Cloud Autoscaling Explained

Published on: Jan 23, 2020

What is Cloud Scaling?

In cloud computing, scaling is the process of adding or removing compute, storage, and network services to meet the demands a workload makes for resources in order to maintain availability and performance as utilization increases. Scaling generally refers to adding or reducing the number of active servers (instances) being leveraged against your workload’s resource demands. Scaling up and scaling out refer to two dimensions across which resources—and therefore, capacity—can be added.

What Factors Impact Cloud Resource Demands?

The demands of your cloud workloads for computational resources are usually determined by:

The number of incoming requests (front-end traffic)
The number of jobs in the server queue (back-end, load-based)
The length of time jobs have waited in the server queue (back-end, time-based)

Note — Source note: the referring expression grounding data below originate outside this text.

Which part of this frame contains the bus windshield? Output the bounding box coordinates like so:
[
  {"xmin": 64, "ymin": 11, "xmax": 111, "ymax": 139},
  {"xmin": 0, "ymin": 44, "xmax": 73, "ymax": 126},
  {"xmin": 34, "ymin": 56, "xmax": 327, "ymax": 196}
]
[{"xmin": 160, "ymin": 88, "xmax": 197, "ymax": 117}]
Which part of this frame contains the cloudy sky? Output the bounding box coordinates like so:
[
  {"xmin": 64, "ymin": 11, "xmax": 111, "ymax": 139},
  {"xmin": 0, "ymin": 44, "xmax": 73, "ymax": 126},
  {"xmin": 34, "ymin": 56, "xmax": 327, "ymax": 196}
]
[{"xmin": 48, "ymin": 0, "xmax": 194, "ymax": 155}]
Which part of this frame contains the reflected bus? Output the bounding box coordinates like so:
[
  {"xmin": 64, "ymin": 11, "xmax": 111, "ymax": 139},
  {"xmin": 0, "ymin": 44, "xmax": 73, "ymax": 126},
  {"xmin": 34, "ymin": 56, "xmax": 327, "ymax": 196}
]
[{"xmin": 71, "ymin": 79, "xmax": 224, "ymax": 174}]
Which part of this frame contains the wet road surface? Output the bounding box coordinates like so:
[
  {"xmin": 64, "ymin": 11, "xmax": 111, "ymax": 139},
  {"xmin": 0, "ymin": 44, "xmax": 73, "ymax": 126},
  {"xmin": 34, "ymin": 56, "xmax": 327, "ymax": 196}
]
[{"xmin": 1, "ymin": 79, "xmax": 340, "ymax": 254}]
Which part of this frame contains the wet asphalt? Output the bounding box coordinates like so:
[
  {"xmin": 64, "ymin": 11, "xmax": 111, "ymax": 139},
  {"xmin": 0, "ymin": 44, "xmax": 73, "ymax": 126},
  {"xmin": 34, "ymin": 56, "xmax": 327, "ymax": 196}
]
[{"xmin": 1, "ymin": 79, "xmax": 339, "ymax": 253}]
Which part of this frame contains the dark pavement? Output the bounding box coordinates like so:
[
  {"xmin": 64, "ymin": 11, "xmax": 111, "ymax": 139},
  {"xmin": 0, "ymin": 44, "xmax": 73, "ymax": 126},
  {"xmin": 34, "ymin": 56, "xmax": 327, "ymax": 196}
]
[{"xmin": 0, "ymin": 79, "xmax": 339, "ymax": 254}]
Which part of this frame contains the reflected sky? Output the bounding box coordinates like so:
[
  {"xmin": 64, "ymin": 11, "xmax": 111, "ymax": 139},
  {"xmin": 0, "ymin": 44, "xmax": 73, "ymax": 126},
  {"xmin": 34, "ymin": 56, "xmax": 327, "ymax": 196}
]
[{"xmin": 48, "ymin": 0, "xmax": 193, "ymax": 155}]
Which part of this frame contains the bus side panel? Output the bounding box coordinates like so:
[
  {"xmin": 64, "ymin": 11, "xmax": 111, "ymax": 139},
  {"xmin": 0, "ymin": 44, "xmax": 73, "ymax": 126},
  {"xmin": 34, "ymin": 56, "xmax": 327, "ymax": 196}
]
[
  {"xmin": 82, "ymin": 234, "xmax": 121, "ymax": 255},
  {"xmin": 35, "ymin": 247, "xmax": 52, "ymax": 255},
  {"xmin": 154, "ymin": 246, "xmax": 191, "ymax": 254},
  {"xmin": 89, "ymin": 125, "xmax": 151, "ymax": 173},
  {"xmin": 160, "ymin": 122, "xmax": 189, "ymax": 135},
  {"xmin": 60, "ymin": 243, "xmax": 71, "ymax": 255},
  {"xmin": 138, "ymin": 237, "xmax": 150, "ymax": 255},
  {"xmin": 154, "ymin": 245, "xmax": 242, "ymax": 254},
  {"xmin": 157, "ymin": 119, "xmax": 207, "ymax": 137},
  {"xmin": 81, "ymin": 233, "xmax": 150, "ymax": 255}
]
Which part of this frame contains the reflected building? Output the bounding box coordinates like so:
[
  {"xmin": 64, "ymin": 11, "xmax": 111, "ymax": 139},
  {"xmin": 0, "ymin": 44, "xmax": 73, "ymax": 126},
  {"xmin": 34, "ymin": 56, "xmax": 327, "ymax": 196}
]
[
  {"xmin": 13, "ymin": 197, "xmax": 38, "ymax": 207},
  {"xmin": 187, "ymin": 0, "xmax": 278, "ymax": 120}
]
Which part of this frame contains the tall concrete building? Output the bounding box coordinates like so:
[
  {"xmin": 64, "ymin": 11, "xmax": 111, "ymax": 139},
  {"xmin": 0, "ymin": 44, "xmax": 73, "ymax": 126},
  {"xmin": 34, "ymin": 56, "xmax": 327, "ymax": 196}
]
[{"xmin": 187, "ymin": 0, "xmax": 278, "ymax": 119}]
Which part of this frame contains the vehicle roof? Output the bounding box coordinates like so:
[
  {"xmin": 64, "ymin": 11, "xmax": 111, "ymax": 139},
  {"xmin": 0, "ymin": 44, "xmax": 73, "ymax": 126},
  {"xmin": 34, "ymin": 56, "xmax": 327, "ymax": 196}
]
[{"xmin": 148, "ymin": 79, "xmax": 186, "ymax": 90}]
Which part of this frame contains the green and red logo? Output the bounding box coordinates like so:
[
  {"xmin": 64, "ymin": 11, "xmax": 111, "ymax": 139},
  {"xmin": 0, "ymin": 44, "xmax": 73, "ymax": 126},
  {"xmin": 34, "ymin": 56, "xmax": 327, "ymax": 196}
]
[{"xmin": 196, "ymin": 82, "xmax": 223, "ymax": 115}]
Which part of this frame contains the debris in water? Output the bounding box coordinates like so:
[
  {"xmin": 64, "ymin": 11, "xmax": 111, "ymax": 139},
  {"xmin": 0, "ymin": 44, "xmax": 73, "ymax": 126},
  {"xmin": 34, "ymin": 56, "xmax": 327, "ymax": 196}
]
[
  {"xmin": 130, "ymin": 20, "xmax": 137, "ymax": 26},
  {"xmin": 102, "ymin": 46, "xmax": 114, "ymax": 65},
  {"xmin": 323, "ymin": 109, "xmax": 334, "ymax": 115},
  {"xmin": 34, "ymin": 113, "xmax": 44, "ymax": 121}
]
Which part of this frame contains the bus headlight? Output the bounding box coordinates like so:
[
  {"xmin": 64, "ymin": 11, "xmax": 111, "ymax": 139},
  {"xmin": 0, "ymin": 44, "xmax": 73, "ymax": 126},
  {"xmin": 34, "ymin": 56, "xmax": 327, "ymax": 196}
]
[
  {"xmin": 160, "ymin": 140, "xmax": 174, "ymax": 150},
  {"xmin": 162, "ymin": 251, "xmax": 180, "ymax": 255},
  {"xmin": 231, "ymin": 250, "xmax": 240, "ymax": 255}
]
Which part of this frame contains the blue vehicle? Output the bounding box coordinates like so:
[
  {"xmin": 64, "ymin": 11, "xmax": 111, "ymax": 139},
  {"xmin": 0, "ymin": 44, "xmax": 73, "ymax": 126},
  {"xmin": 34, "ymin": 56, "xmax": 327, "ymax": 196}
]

What is the Difference between Scaling Up & Scaling Out?

Scaling up refers to making an infrastructure component more powerful—larger or faster—so it can handle more load, while scaling out means spreading a load out by adding additional components in parallel.

Scale Up (Vertical Scaling)

Scaling up is the process of resizing a server (or replacing it with another server) to give it supplemental or fewer CPUs, memory, or network capacity.

Benefits of Scaling Up

Vertical scaling minimizes operational overhead because there is only one server to manage. There is no need to distribute the workload and coordinate among multiple servers.

Vertical scaling is best used for applications that are difficult to distribute. For example, when a relational database is distributed, the system must accommodate transactions that can change data across multiple servers. Major relational databases can be configured to run on multiple servers, but it’s often easier to vertically scale.

Vertical Scaling Limitations

Vertical scaling poses challenges to certain workload types:

There are upper boundaries for the amount of memory and CPU that can allocated to a single instance, and there are connectivity ceilings for each underlying physical host
Even if an instance has sufficient CPU and memory, some of those resources may sit idle at times, and you will continue pay for those unused resources

Scale Out (Horizontal Scaling)

Instead of resizing an application to a bigger server, scaling out splits the workload across multiple servers that work in parallel.

Benefits of Scaling Out

Applications that can sit within a single machine—like many websites—are well-suited to horizontal scaling because there is little need to coordinate tasks between servers. For example, a retail website might have peak periods, such as around the end-of-year holidays. During those times, additional servers can be easily committed to handle the additional traffic.

Many front-end applications and microservices can leverage horizontal scaling. Horizontally-scaled applications can adjust the number of servers in use according to the workload demand patterns.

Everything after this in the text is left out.